Betty's Tips-Spring 2022

Happy Spring, Dear Readers.

It’s that time of year when I must desert the comfort of my writing desk to focus on springtime gardening. I’m grateful for the extra six more weeks of winter when Punxsutawney Phil popped out of that hole of his to prognosticate spring’s late arrival. It bought me more time to edit what I’d written the last couple of months. Midnight Publishing offered Ten Tips to Spring Clean Your Writing to scrub wordiness, troubling words, run-on sentences, and problematic punctuation. They also suggest hiring an editor or proofreader and subscribing to the Chicago Manual of Style Online.

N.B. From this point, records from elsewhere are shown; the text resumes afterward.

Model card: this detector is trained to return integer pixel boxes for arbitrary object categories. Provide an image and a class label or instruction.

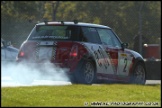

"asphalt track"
[1,76,161,87]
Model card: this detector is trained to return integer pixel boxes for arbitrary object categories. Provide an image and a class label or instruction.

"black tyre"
[75,61,96,84]
[130,63,146,84]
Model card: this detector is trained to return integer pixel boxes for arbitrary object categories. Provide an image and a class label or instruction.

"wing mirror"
[121,43,128,49]
[1,41,11,47]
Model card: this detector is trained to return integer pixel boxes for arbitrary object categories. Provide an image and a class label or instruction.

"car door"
[97,28,132,80]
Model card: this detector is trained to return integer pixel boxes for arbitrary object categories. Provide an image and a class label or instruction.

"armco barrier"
[145,59,161,80]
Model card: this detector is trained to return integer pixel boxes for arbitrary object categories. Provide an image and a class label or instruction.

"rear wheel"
[75,61,96,84]
[131,63,146,84]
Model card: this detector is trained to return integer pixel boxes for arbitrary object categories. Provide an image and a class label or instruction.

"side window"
[97,29,121,48]
[82,27,101,44]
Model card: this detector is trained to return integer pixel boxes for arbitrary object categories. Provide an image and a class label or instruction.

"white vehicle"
[1,38,19,62]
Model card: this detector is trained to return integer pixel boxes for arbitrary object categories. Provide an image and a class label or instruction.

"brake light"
[70,46,78,58]
[19,51,25,57]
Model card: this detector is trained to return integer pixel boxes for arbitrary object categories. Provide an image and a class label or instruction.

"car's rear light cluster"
[19,51,25,57]
[70,46,78,59]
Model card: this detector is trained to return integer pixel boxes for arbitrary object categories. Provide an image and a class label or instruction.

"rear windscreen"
[29,25,78,40]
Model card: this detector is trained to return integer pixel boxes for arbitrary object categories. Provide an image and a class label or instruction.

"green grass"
[1,84,161,107]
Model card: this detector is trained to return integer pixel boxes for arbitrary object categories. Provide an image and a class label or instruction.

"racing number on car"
[123,58,127,72]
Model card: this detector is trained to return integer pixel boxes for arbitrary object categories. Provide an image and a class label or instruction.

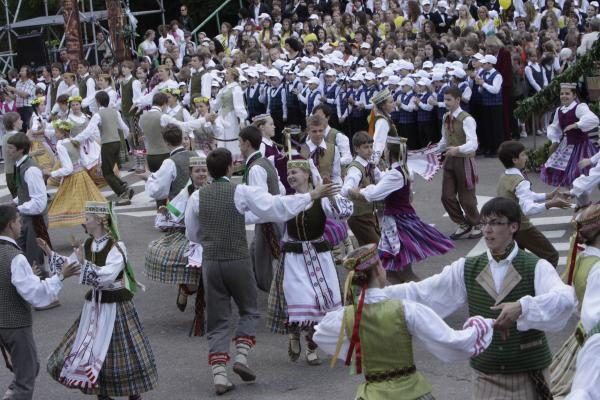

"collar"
[15,154,28,167]
[486,243,519,267]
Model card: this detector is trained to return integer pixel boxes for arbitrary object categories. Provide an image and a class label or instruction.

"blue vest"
[481,71,502,106]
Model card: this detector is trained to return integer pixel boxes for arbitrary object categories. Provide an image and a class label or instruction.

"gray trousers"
[202,258,259,354]
[0,326,40,400]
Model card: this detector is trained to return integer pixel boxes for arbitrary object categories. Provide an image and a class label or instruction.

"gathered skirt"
[379,213,454,271]
[46,301,158,396]
[48,170,106,228]
[144,229,201,285]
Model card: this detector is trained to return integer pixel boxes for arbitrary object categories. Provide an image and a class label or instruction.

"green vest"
[348,160,375,217]
[344,300,431,400]
[464,249,552,374]
[496,173,533,231]
[300,142,337,179]
[444,111,474,157]
[573,256,600,304]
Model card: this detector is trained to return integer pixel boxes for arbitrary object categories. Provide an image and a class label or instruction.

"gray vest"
[198,182,250,262]
[250,157,280,196]
[98,108,121,144]
[0,240,31,329]
[139,110,169,156]
[169,149,195,199]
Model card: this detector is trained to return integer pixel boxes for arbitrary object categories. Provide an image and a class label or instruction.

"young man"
[496,140,571,267]
[0,204,79,400]
[385,198,576,399]
[341,131,381,246]
[239,126,285,293]
[185,148,339,395]
[437,87,482,240]
[6,133,50,265]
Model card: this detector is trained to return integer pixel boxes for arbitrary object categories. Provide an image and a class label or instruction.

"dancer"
[185,148,339,394]
[267,157,352,365]
[48,120,106,228]
[0,204,79,400]
[314,244,494,400]
[349,136,454,283]
[45,202,158,400]
[437,87,482,240]
[540,83,598,188]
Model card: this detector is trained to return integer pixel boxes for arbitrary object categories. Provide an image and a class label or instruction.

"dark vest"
[198,181,250,262]
[0,240,32,329]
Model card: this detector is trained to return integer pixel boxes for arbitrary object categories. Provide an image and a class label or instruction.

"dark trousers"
[515,226,558,268]
[0,326,40,400]
[100,142,127,196]
[17,106,33,132]
[348,213,381,246]
[442,157,479,226]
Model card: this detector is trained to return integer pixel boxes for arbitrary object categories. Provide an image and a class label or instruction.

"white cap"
[483,54,498,65]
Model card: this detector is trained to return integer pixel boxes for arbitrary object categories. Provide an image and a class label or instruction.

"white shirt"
[385,245,577,332]
[0,236,62,307]
[547,101,599,143]
[437,107,478,154]
[313,288,494,362]
[504,168,546,215]
[13,156,48,215]
[145,146,183,200]
[185,179,312,243]
[340,155,382,197]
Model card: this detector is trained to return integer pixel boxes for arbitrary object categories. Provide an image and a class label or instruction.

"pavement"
[0,138,576,400]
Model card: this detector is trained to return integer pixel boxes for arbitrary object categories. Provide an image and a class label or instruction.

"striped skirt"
[379,214,454,271]
[46,301,158,396]
[144,229,200,285]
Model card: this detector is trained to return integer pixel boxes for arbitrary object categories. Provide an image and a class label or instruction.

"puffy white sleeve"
[517,260,577,332]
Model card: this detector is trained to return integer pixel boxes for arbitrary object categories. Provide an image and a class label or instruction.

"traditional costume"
[314,244,494,400]
[47,202,158,399]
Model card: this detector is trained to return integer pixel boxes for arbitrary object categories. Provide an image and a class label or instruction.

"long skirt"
[46,301,158,396]
[379,214,454,271]
[144,229,200,285]
[540,139,598,187]
[48,170,106,228]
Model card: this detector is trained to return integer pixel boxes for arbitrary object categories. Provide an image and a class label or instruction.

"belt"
[365,365,417,383]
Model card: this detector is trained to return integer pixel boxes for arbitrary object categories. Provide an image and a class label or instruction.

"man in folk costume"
[550,204,600,400]
[437,87,482,240]
[314,244,494,400]
[240,126,285,292]
[46,202,158,400]
[185,148,338,394]
[0,204,79,400]
[6,133,52,274]
[388,198,576,399]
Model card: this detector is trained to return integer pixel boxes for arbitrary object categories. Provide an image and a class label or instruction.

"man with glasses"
[385,197,575,399]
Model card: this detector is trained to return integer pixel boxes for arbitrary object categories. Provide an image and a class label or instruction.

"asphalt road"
[0,138,575,400]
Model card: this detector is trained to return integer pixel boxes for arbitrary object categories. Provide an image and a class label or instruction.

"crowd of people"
[0,0,600,400]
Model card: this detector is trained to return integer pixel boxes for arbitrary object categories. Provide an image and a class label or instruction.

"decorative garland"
[515,40,600,121]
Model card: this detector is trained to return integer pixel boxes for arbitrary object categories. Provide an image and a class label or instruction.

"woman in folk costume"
[27,97,55,173]
[213,68,248,165]
[550,204,600,400]
[349,136,454,283]
[540,83,598,187]
[48,120,106,228]
[314,244,494,400]
[43,202,158,400]
[144,157,208,329]
[267,160,353,365]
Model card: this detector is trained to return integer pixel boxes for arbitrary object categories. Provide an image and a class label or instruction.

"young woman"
[45,202,158,400]
[349,136,454,283]
[48,120,106,228]
[540,83,598,187]
[267,160,353,365]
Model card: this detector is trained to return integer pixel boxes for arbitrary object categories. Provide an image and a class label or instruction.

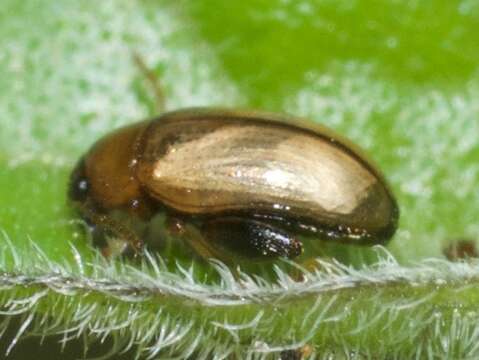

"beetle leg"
[132,51,166,114]
[77,203,143,257]
[201,216,303,261]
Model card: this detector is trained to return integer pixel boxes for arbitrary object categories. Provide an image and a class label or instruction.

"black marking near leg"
[202,217,302,261]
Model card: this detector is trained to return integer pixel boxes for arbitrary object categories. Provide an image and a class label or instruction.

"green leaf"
[0,0,479,358]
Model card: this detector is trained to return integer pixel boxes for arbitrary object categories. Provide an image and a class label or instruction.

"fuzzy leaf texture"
[0,0,479,359]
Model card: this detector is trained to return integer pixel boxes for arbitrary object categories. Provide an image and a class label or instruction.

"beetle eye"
[68,160,90,201]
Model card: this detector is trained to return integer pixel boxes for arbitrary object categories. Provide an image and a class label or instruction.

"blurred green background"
[0,0,479,358]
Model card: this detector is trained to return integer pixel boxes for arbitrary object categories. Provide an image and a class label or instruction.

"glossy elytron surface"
[69,105,399,262]
[138,109,398,242]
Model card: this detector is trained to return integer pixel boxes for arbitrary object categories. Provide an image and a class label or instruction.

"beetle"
[68,108,399,263]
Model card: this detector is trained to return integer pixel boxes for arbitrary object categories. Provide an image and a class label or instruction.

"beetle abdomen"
[138,111,398,242]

Five Gardening Tips for Authors draws a few parallels to nurturing story seeds. However, when I survey a back yard that resembles a blighted lot where single-wide mobile homes would feel right at home, it’s going to require more than written words to salvage my one-acre mini-ponderosa. My spine insisted on a preemptive dose of ibuprofen before I even stepped outside.

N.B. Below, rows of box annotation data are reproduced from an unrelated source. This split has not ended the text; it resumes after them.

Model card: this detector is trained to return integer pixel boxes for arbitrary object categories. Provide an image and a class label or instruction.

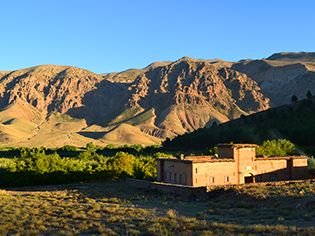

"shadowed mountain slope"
[164,97,315,149]
[0,53,315,146]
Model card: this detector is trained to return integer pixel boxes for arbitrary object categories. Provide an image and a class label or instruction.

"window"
[224,176,230,183]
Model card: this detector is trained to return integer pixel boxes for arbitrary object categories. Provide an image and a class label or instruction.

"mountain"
[0,53,315,146]
[232,53,315,107]
[163,97,315,150]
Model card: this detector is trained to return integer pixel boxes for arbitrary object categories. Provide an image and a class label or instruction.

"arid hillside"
[0,53,315,146]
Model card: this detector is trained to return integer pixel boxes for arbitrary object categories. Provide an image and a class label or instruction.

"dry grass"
[0,182,315,235]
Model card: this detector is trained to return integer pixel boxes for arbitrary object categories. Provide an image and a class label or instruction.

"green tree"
[256,139,296,156]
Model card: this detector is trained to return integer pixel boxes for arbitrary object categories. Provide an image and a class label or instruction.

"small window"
[224,176,230,183]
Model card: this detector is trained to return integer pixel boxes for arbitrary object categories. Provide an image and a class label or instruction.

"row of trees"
[0,148,156,186]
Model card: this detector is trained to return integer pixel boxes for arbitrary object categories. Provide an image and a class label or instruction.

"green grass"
[0,181,315,235]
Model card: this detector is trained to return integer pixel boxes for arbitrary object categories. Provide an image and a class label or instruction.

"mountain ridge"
[0,53,315,146]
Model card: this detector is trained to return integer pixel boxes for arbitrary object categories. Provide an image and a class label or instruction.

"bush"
[256,139,296,156]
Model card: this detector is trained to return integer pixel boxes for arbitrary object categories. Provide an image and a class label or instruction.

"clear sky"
[0,0,315,73]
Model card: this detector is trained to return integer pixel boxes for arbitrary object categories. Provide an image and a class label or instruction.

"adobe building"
[157,144,308,187]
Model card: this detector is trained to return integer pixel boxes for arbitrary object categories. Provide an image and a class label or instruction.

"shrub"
[257,139,296,156]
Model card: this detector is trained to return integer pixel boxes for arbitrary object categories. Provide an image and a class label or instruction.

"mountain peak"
[267,52,315,62]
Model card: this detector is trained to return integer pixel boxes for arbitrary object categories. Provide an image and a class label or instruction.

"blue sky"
[0,0,315,73]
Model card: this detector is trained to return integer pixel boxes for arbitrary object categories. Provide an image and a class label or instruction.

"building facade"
[157,144,308,187]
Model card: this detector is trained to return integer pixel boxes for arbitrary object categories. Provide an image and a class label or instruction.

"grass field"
[0,180,315,235]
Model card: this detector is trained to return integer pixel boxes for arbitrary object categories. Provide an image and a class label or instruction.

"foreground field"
[0,180,315,235]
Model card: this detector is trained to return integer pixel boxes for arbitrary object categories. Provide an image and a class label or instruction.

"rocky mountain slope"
[0,53,315,146]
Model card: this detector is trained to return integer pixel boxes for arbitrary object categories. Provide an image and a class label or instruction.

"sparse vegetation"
[0,181,315,236]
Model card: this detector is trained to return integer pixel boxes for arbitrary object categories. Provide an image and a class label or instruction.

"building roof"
[157,156,234,163]
[217,143,258,148]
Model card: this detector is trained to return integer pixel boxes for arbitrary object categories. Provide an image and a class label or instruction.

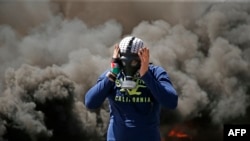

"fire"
[162,125,193,141]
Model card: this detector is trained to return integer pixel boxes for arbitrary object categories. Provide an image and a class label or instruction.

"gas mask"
[119,37,143,89]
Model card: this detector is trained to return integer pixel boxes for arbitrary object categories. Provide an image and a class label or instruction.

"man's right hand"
[113,44,120,58]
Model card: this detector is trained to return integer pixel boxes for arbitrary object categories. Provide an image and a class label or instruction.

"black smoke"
[0,0,250,141]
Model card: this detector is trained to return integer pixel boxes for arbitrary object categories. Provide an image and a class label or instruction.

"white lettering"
[228,129,247,136]
[228,129,234,136]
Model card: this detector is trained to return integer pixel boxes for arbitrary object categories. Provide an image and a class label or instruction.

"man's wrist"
[106,71,116,82]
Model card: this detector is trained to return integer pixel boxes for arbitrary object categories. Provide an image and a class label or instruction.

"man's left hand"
[138,47,149,77]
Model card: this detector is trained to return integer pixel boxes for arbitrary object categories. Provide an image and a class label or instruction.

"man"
[85,36,178,141]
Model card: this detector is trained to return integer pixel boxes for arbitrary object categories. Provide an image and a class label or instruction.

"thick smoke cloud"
[0,0,250,141]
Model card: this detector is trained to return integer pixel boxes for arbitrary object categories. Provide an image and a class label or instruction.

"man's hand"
[113,44,120,58]
[138,47,149,77]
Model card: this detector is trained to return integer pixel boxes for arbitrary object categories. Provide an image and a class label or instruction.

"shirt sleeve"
[84,71,115,109]
[141,66,178,109]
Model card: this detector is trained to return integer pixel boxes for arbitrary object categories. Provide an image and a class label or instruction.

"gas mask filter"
[119,37,143,89]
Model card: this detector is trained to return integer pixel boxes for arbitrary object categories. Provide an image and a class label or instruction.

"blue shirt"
[85,65,178,141]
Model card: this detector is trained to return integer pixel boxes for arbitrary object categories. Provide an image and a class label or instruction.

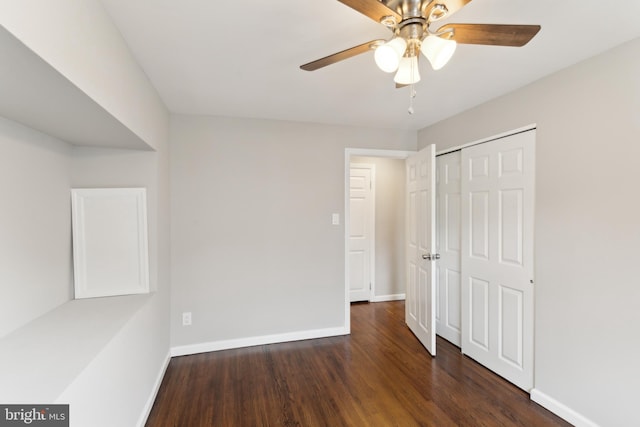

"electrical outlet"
[182,311,191,326]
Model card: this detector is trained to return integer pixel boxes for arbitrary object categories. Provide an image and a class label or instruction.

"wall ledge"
[0,294,153,404]
[171,327,349,357]
[531,388,599,427]
[371,294,406,302]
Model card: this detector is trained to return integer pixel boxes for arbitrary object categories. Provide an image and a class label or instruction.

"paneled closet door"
[461,130,535,391]
[405,145,437,356]
[436,151,461,346]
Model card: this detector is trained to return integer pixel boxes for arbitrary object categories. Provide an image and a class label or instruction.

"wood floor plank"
[146,301,570,427]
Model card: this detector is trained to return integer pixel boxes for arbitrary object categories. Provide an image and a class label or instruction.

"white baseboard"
[136,352,171,427]
[531,388,599,427]
[371,294,406,302]
[171,327,349,357]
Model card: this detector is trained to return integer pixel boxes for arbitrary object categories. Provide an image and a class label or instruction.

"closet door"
[461,130,535,391]
[436,151,461,346]
[405,145,437,356]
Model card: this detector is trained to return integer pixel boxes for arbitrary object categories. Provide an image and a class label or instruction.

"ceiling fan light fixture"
[420,35,458,70]
[373,37,407,73]
[393,55,420,85]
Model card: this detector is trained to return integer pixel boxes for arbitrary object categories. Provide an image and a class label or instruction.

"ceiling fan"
[300,0,540,88]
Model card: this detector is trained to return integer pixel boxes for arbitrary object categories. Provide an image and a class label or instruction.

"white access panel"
[71,188,149,299]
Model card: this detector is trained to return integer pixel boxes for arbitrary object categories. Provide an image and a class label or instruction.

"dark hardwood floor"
[146,301,570,427]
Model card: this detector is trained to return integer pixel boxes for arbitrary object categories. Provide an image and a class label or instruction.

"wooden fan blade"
[438,24,540,47]
[338,0,402,24]
[300,40,385,71]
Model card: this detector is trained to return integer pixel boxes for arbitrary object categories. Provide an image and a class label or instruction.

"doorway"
[344,148,412,331]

On my annual spring walkabout to see what died, I had to consult the bird guide to identify competitive males who warbled the most obnoxiously. Gayle Brandeis’ What Kind of Writer Bird Are You? looks at different species of birds along with their nest-building techniques and considers how our fine feathered friends’ creative processes might intersect with our own as writers. When robins duked it out on my patio table and left it whitewashed with excrement, I don’t see myself as one of them.

Daffodils, the yellow-petaled flowers shaped like an antique candlestick telephone mouthpiece in 1920s movies (number please), have awakened from a long winter’s nap. Whenever I gaze upon this herald of spring, it reminds me of William Wordsworth’s I Wandered Lonely as a Cloud. And then my heart with pleasure fills, And dances with the daffodils. Of course, my daffodils came up by a line of six laurel bushes, of which the middle one was eaten by deer. Now I have to plant a replacement half the size of the others for contrast. I’ll tell the neighbors they had a baby.

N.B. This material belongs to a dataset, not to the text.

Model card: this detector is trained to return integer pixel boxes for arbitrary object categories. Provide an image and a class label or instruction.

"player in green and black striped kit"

Flowers have always been an inspiration for me, both in planting and writing. Commaful, a site that offers storytelling advice, offers 1001 Writing Prompts About Flowers. It might help me get through the summer when rabbits send me thank-you notes for providing the floral salad bar. Doesn’t look like I can rely on the hawks anymore, and the neighbor’s cat only visits my garden as a litter box.

As spring unfolds with a promise of warmer temperatures, I’ll head to the nursery for tomato seedlings and hope I don’t incorrectly guess the last freeze. Reading Pablo Neruda’s Ode to Tomatoes, I can already smell and taste the summer bounty to come.

That is, unless Punxsutawney Phil doesn’t get to them first when Punxsutawney Phyllis kicks him out of the den for being a lazy fur-butt.